U.S. President Trump accused American social media giants from interfering with the 2016 presidential election and expressed concerns they're looking to do the same with this year's mid-terms. In an interview with The Daily Caller, the head of the state said "the truth is they [Internet juggernauts] were all on Hillary Clinton's side" during the last election cycle, describing that alleged behavior as "the true interference" in the U.S. democratic process. The remarks are in line with the rhetoric President Trump has been pushing for over a year now in regards to the investigation led by Special Counsel Robert Mueller who's still probing foreign meddling in the 2016 presidential race, having already indicted 25 individuals and three companies from Russia over the matter.
President Trump often referred to Mr. Mueller's probe as a "witch hunt" and accused the DNC of being the party that actually colluded with Russia, without ever substantiating those claims. Over the course of this summer, the head of the highest office in the country repeatedly accused Google, Facebook, and Twitter of censoring conservative voices on the Internet, suggesting their alleged behavior is illegal and threatening with federal investigations. The accusations that the Silicon Valley dismissed in their entirety on several occasions are yet to be elaborated upon, with the evidence provided so far coming down to what the tech industry claims are isolated incidents.

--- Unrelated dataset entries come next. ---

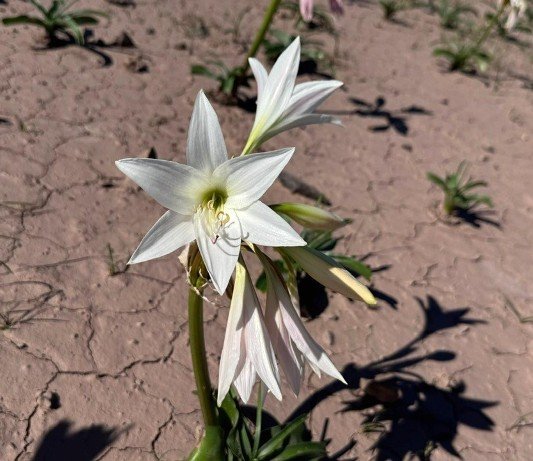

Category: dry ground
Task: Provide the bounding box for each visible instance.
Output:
[0,0,533,461]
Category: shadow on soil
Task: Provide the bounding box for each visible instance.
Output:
[287,296,497,461]
[325,96,433,136]
[32,420,124,461]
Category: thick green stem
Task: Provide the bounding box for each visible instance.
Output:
[189,286,224,461]
[242,0,281,75]
[189,288,218,426]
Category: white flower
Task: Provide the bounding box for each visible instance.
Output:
[217,259,281,405]
[244,37,342,153]
[499,0,527,31]
[116,91,305,294]
[260,256,346,395]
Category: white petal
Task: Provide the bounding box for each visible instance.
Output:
[115,158,206,214]
[262,114,342,141]
[233,357,257,403]
[194,213,241,295]
[213,147,294,209]
[252,37,300,131]
[235,201,306,247]
[267,268,346,384]
[281,80,342,119]
[187,91,228,172]
[128,211,194,264]
[217,266,246,405]
[265,290,302,395]
[248,58,268,104]
[239,263,282,400]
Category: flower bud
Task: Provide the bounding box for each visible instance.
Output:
[270,203,350,231]
[279,247,377,306]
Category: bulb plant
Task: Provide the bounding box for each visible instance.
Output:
[117,39,376,461]
[433,0,527,73]
[427,162,493,216]
[2,0,107,45]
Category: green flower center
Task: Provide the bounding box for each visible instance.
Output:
[197,188,230,244]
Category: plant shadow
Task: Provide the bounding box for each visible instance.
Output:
[325,96,433,136]
[32,419,129,461]
[287,296,498,461]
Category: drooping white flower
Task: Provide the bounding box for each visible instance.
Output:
[116,91,305,294]
[244,37,342,153]
[217,259,281,405]
[260,255,346,395]
[504,0,527,31]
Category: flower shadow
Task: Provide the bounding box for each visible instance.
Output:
[32,419,127,461]
[287,296,498,461]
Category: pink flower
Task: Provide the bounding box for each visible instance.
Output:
[300,0,344,22]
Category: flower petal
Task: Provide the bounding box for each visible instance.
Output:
[128,211,194,264]
[252,37,300,134]
[235,201,306,247]
[262,114,342,142]
[115,158,206,215]
[187,91,228,172]
[217,266,248,405]
[213,147,294,209]
[281,80,342,119]
[248,58,268,104]
[194,209,241,295]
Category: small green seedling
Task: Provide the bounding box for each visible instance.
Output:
[436,0,477,29]
[433,41,492,73]
[427,162,493,216]
[379,0,412,21]
[2,0,107,45]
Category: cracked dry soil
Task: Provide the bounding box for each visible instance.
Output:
[0,0,533,461]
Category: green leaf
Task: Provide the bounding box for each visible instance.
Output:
[2,14,45,27]
[257,415,307,460]
[272,442,327,461]
[330,254,372,281]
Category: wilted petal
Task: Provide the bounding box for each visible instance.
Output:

Top Facebook and Twitter officials are currently attending a hearing on the matter with a Senate committee, whereas one Google SVP was told his presence at the gathering wasn't needed last month. Lawmakers did ask for Google CEO Sundar Pichai and Alphabet CEO Larry Page but the pair declined their invitation. All three Internet giants and their subsidiaries recently disclosed they've been combating new misinformation campaigns originating from Russia and Iran. The legislative pressure meant to push the tech industry to up its fight against fake news and similar public manipulation attempts sponsored by foreign agents is likely to increase as the November mid-terms approach but the White House is still signaling that it sees those proven and widely identified interference campaigns as a non-issue.